What about all those Flops?
The one statement that we heard over and over again was that MS was sold on the peak theoretical performance of the Xenon CPU. Ever since the announcement of the Xbox 360 and PS3 hardware, people have been set on comparing MS's figure of 1 trillion floating point operations per second to Sony's figure of 2 trillion floating point operations per second (TFLOPs). Any AnandTech reader should know for a fact that these numbers are meaningless, but just in case you need some reasoning for why, let's look at the facts.
First and foremost, a floating point operation can be anything; it can be adding two floating point numbers together, or it can be performing a dot product on two floating point numbers, it can even be just calculating the complement of a fp number. Anything that is executed on a FPU is fair game to be called a floating point operation.
Secondly, both floating point power numbers refer to the whole system, CPU and GPU. Obviously a GPU's floating point processing power doesn't mean anything if you're trying to run general purpose code on it and vice versa. As we've seen from the graphics market, characterizing GPU performance in terms of generic floating point operations per second is far from the full performance story.

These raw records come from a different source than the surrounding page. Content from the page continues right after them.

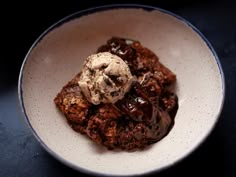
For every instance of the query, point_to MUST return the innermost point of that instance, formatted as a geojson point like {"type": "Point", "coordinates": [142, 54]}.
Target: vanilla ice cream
{"type": "Point", "coordinates": [105, 78]}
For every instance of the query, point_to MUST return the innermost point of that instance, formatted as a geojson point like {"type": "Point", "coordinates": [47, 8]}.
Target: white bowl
{"type": "Point", "coordinates": [56, 57]}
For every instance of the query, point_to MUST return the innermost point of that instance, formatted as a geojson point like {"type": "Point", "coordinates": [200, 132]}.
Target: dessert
{"type": "Point", "coordinates": [121, 98]}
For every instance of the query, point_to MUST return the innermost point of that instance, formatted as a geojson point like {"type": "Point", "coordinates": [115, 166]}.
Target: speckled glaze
{"type": "Point", "coordinates": [57, 56]}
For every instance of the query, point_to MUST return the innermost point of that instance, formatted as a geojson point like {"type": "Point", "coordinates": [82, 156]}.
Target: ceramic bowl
{"type": "Point", "coordinates": [58, 54]}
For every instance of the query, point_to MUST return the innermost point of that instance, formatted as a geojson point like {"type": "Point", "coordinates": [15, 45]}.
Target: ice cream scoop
{"type": "Point", "coordinates": [105, 78]}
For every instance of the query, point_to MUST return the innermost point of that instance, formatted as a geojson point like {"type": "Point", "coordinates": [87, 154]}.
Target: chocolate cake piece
{"type": "Point", "coordinates": [144, 116]}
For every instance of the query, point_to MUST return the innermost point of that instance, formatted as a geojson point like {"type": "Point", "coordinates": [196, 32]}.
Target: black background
{"type": "Point", "coordinates": [20, 153]}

Third, when a manufacturer is talking about peak floating point performance there are a few things that they aren't taking into account. Being able to process billions of operations per second depends on actually being able to have that many floating point operations to work on. That means that you have to have enough bandwidth to keep the FPUs fed, no mispredicted branches, no cache misses and the right structure of code to make sure that all of the FPUs can be fed at all times so they can execute at their peak rates. We already know that's not the case as game developers have already told us that the Xenon CPU isn't even in the same realm of performance as the Pentium 4 or Athlon 64. Not to mention that the requirements for hitting peak theoretical performance are always ridiculous; caches are only so big and thus there will come a time where a request to main memory is needed, and you can expect that request to be fulfilled in a few hundred clock cycles, where no floating point operations will be happening at all.

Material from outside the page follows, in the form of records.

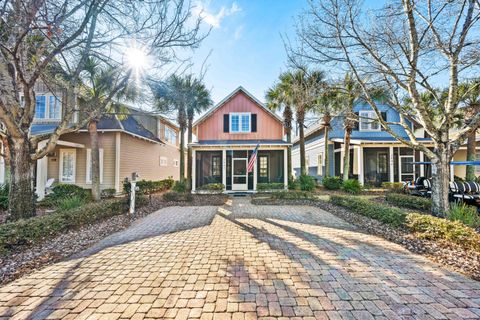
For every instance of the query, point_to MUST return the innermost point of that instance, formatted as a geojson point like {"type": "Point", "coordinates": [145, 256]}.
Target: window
{"type": "Point", "coordinates": [88, 176]}
{"type": "Point", "coordinates": [163, 161]}
{"type": "Point", "coordinates": [41, 107]}
{"type": "Point", "coordinates": [67, 165]}
{"type": "Point", "coordinates": [54, 107]}
{"type": "Point", "coordinates": [216, 166]}
{"type": "Point", "coordinates": [368, 121]}
{"type": "Point", "coordinates": [240, 122]}
{"type": "Point", "coordinates": [263, 166]}
{"type": "Point", "coordinates": [170, 135]}
{"type": "Point", "coordinates": [320, 164]}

So while there may be some extreme cases where the Xenon CPU can hit its peak performance, it sure isn't happening in any real world code.

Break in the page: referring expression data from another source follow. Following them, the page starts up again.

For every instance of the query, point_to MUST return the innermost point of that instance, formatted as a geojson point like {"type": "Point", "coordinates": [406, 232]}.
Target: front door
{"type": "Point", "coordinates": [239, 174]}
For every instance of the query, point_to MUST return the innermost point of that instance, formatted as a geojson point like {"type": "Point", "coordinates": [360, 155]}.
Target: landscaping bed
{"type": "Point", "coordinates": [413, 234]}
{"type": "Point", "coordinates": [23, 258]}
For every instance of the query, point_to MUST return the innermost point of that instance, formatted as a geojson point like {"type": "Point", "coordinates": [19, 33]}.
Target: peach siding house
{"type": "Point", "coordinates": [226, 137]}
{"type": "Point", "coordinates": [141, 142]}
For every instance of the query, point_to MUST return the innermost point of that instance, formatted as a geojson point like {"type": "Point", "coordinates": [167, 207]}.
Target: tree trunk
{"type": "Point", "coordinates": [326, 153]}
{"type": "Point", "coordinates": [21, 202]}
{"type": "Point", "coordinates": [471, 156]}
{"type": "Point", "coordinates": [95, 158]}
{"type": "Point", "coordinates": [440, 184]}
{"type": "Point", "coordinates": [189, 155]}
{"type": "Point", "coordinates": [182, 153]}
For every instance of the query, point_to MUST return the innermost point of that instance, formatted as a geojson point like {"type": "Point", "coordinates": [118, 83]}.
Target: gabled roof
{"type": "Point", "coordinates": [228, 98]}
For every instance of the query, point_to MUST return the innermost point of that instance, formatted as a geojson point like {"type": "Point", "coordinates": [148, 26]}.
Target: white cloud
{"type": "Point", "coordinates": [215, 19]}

The Cell processor is no different; given that its PPE is identical to one of the PowerPC cores in Xenon, it must derive its floating point performance superiority from its array of SPEs. So what's the issue with 218 GFLOPs number (2 TFLOPs for the whole system)? Well, from what we've heard, game developers are finding that they can't use the SPEs for a lot of tasks. So in the end, it doesn't matter what peak theoretical performance of Cell's SPE array is, if those SPEs aren't being used all the time.
-
Don't stare directly at the flops, you may start believing that they matter.